Сквозь платок в нагрудном кармане Зубов нащупал тверденькие, точеные носики ампул и, унимая пошедший, побежавший по телу озноб, удостоверяясь, пересчитал. Раз, два, три… Э-эх, спасибо Витяне! Маловато, - риск! - ну да ежели не гнать, если с растяжечкой, да по уму, хватит Зубову и четырех "беляшек". А уж дома-то, там, он в землю зароется, добудет. Первые в тюряге дни, кумарясь без, он чудом разве не подох на этот раз. Орал, грыз стену, на карачках по камере лазил, парашу, нарываясь, в надзирателя ширанул. Когда же почуял, что выскочит, что вылазит уж, похоже, помаленьку, сам же больше всех и обрадовался отрыву. Отдых, отдых, получалось. В колонии засыпал, и сердце у него гораздо реже кололо, а сделали бригадиром (худо-бедно, а монтажный техникум у Зубова-то), время и вовсе зажурчало незаметным прозрачным ручейком. Бегать, орать, распоряжаться, это ему, Зубову, что на дудочке…
Сквозь поднимавшийся волнами храп Зубов услышал какой-то шорох, что ли, а затем стон.
"Точно! - не успев напугаться, сообразил он с ходу. - Баба! Беременная, та, с брюхом".
Ночью вчера - спали уже, прогромыхала дверь, и проводница впихнула словно б под шумок. "До утра, мальчики, честно-пионерское, до утричка…"
Старик так и храпел, как сейчас, без задних ног, а студент вскинул только облепленную пухом осовелую башку да сразу молча и отвалился. Зубову же, недавно перечитавшему последнее письмо отца, было и совсем наплевать. До утра так до утра! Хоть до вечера. Глядя ей в глаза, он пожал плечами. Заметил, понятно, и блестящие, жирно крашенные ее, проводницы, губы, и как улыбалась ему, да настроенье, как сказано, было у него не то. "Вот ты все уговариваешь, - писал отец, - успокаиваешь, берегите себя, а в остальном будет нормально, а когда будет нормально - и конца пока не видать.
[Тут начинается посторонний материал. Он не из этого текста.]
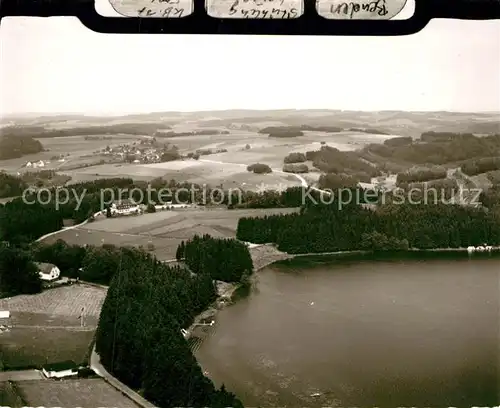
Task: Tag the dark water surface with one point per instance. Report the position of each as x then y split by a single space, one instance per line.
386 333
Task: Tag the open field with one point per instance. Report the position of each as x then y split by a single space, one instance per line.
89 392
28 347
191 171
46 327
9 397
165 229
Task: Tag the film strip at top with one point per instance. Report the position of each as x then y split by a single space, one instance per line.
261 9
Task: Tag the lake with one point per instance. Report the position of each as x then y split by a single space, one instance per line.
362 333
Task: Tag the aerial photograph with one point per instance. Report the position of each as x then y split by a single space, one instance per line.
249 221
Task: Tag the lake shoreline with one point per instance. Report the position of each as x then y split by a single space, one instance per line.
265 255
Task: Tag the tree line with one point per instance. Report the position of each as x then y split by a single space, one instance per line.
40 132
138 337
222 259
13 147
437 149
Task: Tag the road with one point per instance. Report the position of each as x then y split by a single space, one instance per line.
98 368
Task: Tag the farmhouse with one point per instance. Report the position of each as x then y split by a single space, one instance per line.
124 207
48 272
60 370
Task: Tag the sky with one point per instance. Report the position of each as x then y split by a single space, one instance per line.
56 65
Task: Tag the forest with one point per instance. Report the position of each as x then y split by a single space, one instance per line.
147 304
13 147
40 132
139 338
329 228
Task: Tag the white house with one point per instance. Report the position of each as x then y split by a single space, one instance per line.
48 272
124 207
60 370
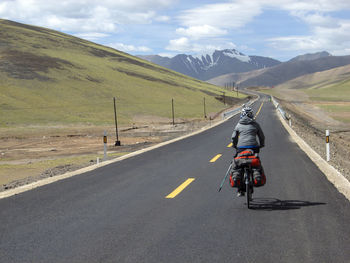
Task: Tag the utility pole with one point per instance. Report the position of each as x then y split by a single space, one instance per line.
117 142
172 107
223 94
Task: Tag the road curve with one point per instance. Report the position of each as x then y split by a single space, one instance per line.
123 213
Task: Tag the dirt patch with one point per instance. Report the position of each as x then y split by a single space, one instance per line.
26 65
33 153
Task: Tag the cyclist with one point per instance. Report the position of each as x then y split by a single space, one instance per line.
244 137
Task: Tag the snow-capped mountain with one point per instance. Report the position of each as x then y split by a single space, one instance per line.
208 66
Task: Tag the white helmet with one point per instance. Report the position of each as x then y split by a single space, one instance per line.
247 111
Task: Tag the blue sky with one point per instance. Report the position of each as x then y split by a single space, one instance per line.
281 29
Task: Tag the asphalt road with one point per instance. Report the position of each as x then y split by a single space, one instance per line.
120 213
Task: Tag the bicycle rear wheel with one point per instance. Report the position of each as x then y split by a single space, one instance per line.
248 193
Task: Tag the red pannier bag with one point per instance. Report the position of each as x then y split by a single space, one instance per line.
248 157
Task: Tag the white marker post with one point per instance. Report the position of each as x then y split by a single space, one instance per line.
105 146
327 145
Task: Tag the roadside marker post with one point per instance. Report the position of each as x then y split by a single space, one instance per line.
105 146
172 108
327 145
117 142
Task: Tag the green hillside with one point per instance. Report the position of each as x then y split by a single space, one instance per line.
328 90
48 77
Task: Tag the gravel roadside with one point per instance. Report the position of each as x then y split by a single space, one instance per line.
313 133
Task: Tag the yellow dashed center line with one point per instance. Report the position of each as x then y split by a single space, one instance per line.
180 188
215 158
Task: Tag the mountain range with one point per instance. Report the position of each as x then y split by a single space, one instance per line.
296 67
208 66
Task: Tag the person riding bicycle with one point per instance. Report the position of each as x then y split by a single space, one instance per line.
244 137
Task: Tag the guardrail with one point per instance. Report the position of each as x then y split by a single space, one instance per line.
280 109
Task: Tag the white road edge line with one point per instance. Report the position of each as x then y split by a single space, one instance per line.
332 174
56 178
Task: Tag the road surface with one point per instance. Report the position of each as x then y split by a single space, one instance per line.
121 213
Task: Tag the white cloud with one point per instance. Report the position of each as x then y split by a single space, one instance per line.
186 45
181 45
82 15
224 15
162 18
197 32
129 48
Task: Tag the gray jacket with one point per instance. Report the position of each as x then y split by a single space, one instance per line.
245 133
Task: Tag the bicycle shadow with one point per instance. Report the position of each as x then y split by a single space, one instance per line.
271 204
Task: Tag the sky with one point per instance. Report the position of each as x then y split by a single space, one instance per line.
280 29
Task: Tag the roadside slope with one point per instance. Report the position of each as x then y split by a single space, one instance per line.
50 77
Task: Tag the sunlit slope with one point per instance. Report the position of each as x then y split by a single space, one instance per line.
50 77
329 90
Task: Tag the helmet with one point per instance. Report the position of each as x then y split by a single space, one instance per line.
247 111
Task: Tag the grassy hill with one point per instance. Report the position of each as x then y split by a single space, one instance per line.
328 90
48 77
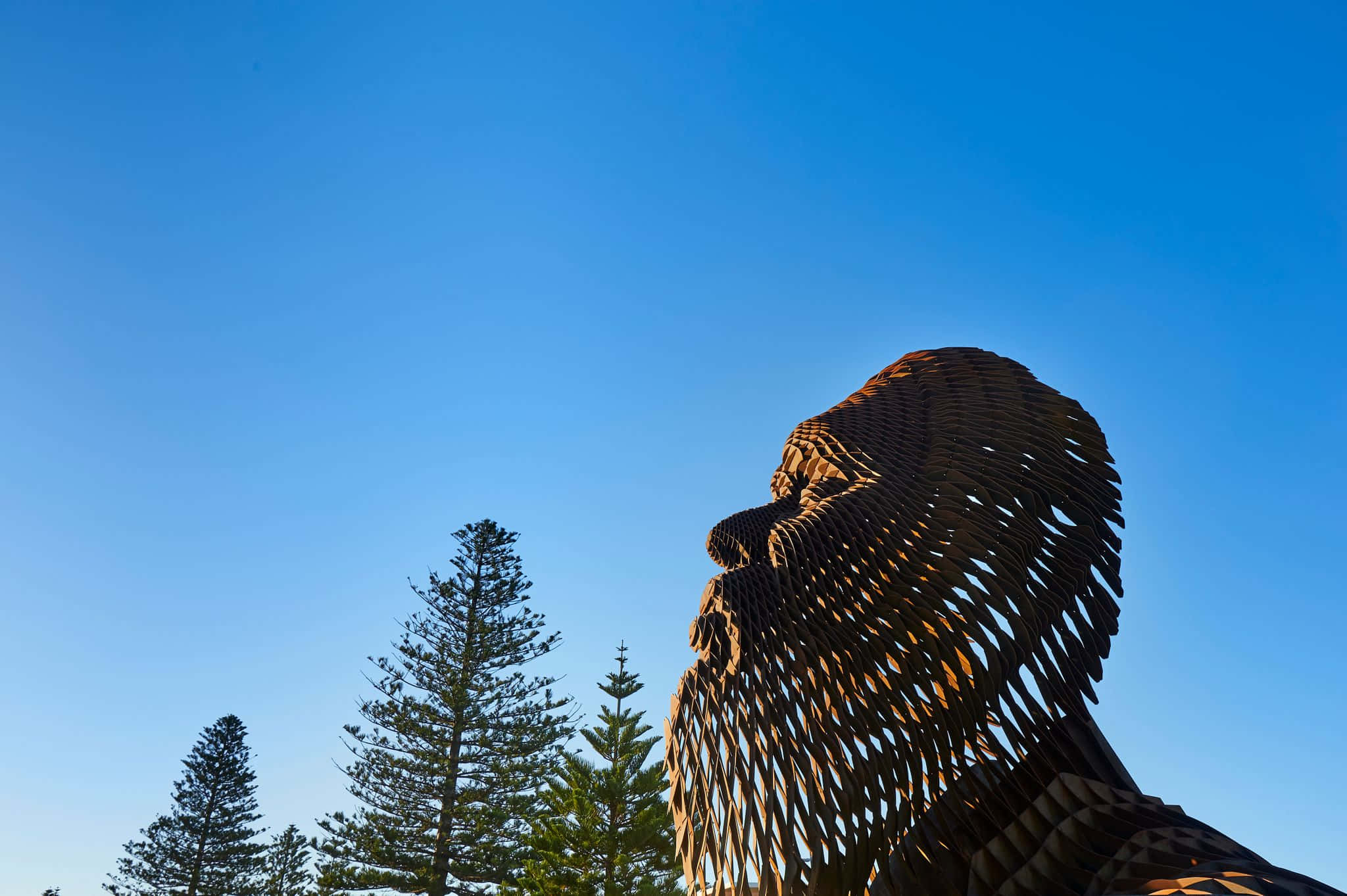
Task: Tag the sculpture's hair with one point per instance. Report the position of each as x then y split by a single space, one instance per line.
933 587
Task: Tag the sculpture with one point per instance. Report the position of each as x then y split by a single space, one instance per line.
889 697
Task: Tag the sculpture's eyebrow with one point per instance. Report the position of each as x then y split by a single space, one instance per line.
811 452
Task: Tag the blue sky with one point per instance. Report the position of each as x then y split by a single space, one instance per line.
291 291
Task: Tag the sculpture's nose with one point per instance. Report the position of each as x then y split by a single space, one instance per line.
741 538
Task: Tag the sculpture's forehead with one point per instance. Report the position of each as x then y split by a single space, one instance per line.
858 420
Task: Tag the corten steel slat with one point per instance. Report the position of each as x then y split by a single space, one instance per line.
891 692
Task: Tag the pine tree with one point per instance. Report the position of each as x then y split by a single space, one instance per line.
286 865
605 829
204 847
461 739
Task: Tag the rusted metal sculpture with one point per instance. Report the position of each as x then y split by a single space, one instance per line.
889 697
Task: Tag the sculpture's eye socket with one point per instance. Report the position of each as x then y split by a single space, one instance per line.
806 477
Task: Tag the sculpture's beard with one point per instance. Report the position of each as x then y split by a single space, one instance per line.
791 744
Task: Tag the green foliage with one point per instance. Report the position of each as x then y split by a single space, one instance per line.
286 865
460 739
605 828
204 848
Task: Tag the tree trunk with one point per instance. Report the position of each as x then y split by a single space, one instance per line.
194 884
439 861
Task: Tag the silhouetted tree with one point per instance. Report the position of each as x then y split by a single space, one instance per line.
286 865
605 829
205 845
460 740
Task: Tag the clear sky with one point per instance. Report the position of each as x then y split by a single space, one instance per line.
289 293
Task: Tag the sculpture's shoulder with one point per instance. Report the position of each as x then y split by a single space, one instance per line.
1245 879
1101 840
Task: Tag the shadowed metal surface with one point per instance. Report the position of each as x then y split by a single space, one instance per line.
892 676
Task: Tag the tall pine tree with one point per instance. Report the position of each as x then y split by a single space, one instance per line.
205 845
460 738
605 829
286 865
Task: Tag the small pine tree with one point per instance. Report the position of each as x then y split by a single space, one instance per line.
605 829
204 847
461 739
286 865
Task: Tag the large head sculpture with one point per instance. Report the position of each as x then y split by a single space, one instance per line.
931 587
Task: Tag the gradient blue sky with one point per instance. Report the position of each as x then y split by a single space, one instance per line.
291 291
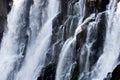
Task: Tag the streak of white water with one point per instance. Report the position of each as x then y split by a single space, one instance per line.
108 59
86 50
65 60
10 47
36 51
67 54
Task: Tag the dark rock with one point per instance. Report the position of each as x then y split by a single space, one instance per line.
48 73
116 73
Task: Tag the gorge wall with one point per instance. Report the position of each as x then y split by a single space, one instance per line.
64 26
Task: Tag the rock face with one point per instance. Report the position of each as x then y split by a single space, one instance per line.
116 73
5 6
61 32
64 26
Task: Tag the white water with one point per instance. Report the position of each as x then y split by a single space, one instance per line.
66 58
11 46
37 49
108 59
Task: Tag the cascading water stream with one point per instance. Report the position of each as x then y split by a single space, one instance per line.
86 50
36 51
66 58
13 41
108 59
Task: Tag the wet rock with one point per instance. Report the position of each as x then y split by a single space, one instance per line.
48 72
116 73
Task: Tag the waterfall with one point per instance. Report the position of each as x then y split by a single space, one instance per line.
66 58
108 59
37 49
60 40
13 41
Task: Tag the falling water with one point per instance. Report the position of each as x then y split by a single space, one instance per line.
13 40
36 51
66 58
108 59
28 36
Вот ты пока находился, - писал отец кривыми разваливающимися буквицами, - двух твоих дядьев похоронили, и уже очередь подошла наша. Веселые шутки, проводы зимы и печальную новость твоего дяди Пети…" В конверте лежала еще газетная вырезка, где руководство, партком и профсоюзный комитет извещали о дяди Петиной смерти. Перечитав письмо с вырезкой, Зубов улегся на живот. И вот лежал, глядел в белесое от напотевшей мути стекло и думал себе про дядю Петю, а проводница и втолкнула эту бабу.
Стон повторился, и Зубов свесился в проем.
- Эй, ты, дама! Ты чего?
В сизом свете ночника - темные по лицу волосы, голубоватые пальчики на губах и огромный, бугром вздыбившийся под одеялом живот.
Пальцы, когда окликнул, пошевелились, но ответа так и не последовало, хоть он и ждал.
"Ну и черт с тобой!" - откинулся Зубов обратно в глубину.
Ему и глядеть туда не надо было - так ясно! Зовут, зовут, пути-дороги! Р-романтика, понимаешь! Стройки-магистральки! Знаешь, мама, он такой черненький! Или нет! Он такой беленький! Может, не поедешь, Милочка? Что ты, мамуля, ведь мы же решили! А по прошествии: "Дорогая редакция! Мой друг Вася Птичкин матрос, и видимся мы редко, три недели в год. Но я всегда его очень жду. Я прошу исполнить для моего Васи его любимую песенку "Шаланды, полные кефали". И, по прошествии: "Мамочка! Ты не переживай, я воспитаю ребеночка сама, он ни в чем не виноват". И, ну да, да и хмурый дедушка, играя желваками, усыновляет "ни в чем не повинного младенца". Ох, знал, знал Зубов эти все шаланды.